Aber mit gescheiten Blinkern und dem entsprechenden Gerät wirfst du mindestens genau so weit wie mit nem Spiro meistens sogar noch weiter. 

Grüße

David


----------



## xbsxrvxr (11. November 2011)

*AW: Blinkerdorsche November 2011*

moin, mit sbiro und fliege/twister klappt dat sehr gut.
aber blinker+sbiro ist quatsch, blinker solo fliegt weiter als sbiro und alles andere

schönen gruß


----------



## RibnitzerJung (11. November 2011)

*AW: Blinkerdorsche November 2011*

wollte gerade sagen, mit ordentlicher rute und schnur kommt so ein 20g snaps gut an die 100 meter... das schaft kein spiro!


----------



## Reverend Mefo (11. November 2011)

*AW: Blinkerdorsche November 2011*

Jo. Und letztes WE bissen die Jungs knapp außerhalb der Fliegenwurfweite - Größen bis 56cm. Da brauchst Du Dir über Sbiro keinen Kopf machen, das schaffst Du sogar mit einem Stripper. Außerdem halte ich Blinker hinterm Sbiro ebenfalls für kompletten Aggewars, und ganz sicher nicht weitenträchtiger als ein ordentlicher Schnepps oder Spöki ohne Firlefanz (Springerfliege).

#h


----------



## Heringsfresser (12. November 2011)

*AW: Blinkerdorsche November 2011*



Ostseestipper schrieb:


> Hallo zusammen,
> 
> endlich kann ich auch etwas beitragen.
> Heute früh war ich mit "trethupe" auf "U-Boot Jagd". 4x hat´s eingeschlagen.
> ...



Petrissimo!!!#6

Habt ihr vom Strand aus gestippt?


----------



## laxvän (13. November 2011)

*AW: Blinkerdorsche November 2011*

Petri allen Dorschfängern.
Ich wollte am nächsten oder übernächsten Wochenende auch nochmal mein Glück an der Küste versuchen. Jetzt geht die Wassertemperatur aber ja schon merklich runter. Bis zu welcher Temperatur kann man denn noch mit Dorschen im Wurfbereich rechnen?


----------



## Ostseestipper (13. November 2011)

*AW: Blinkerdorsche November 2011*

Hallo zusammen,

da wir am WE in OH zu Besuch waren, habe ich dort mal das Blech gebadet.

Samstag abend: Dazendorf/Kemps
Sonntag morgen: Staberhuk/Fehmarn
Ergebnis: 2x an frischer Luft erholt, nix Fisch
Kembs war bis Blank Eck mit Netzen zugestellt (ca. 200-500m weit raus)

Sonntag nachmittag nochmal kurz in Heiligenhafen angehalten. Die Fischer haben dort gute Dorsche angeboten. Fisch ist also da.

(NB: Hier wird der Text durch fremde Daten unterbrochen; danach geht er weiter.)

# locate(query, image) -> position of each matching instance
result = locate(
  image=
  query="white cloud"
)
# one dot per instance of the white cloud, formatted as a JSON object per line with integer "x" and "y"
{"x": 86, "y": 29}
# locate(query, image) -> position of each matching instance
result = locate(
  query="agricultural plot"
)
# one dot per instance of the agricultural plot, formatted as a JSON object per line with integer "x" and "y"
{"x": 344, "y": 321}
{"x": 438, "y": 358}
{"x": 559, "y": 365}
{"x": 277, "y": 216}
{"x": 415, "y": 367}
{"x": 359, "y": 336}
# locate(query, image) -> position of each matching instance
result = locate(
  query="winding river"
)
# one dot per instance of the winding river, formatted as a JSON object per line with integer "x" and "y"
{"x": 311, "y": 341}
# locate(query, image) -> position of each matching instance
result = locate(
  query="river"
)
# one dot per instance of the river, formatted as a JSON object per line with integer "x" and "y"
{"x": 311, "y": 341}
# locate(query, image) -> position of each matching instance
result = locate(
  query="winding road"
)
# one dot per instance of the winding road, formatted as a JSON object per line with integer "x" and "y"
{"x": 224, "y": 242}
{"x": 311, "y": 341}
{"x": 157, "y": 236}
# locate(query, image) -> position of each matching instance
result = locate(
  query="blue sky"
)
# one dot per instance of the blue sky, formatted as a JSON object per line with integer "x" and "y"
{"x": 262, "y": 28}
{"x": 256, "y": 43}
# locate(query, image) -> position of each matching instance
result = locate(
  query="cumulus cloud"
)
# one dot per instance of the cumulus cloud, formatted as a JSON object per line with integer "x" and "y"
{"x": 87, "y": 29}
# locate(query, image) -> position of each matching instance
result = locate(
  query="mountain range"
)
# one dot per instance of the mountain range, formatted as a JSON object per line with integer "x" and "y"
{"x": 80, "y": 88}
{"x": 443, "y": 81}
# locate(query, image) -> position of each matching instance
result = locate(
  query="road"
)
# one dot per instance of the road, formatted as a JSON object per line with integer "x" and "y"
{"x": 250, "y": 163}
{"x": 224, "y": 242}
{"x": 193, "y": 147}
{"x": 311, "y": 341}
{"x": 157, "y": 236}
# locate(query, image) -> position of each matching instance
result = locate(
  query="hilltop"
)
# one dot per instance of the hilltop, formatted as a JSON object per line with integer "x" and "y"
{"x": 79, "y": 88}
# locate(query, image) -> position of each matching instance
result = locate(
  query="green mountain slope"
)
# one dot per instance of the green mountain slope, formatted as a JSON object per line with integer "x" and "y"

@ Heringsfresser: Wir waren mit Wathose unterwegs, brauchten aber nicht weit reingehen, weil es schnell tief wurde.

@ laxvän: Solange noch Leben/Futter in Wurfweite ist, gibt es reelle Chancen. Die Experten sprechen da von ca. 4-6°C Wassertemperatur. Ich denke das kommt ganz gut hin.

Gruß Mark


----------



## OssiHWI (18. November 2011)

*AW: Blinkerdorsche November 2011*

soooooo....wat is hier nu?

Lohnt es sich schonmal nen Blinker durch tieferes Wasser zu ziehen? Ich wollte vielleicht Sonntag Abend mal los...


----------



## Stipfel (18. November 2011)

*AW: Blinkerdorsche November 2011*

vereinzelte fänge in rerik... aber noch nichts dolles.. man braucht halt glück, dass n trupp zur richtigen zeit vorbei zieht..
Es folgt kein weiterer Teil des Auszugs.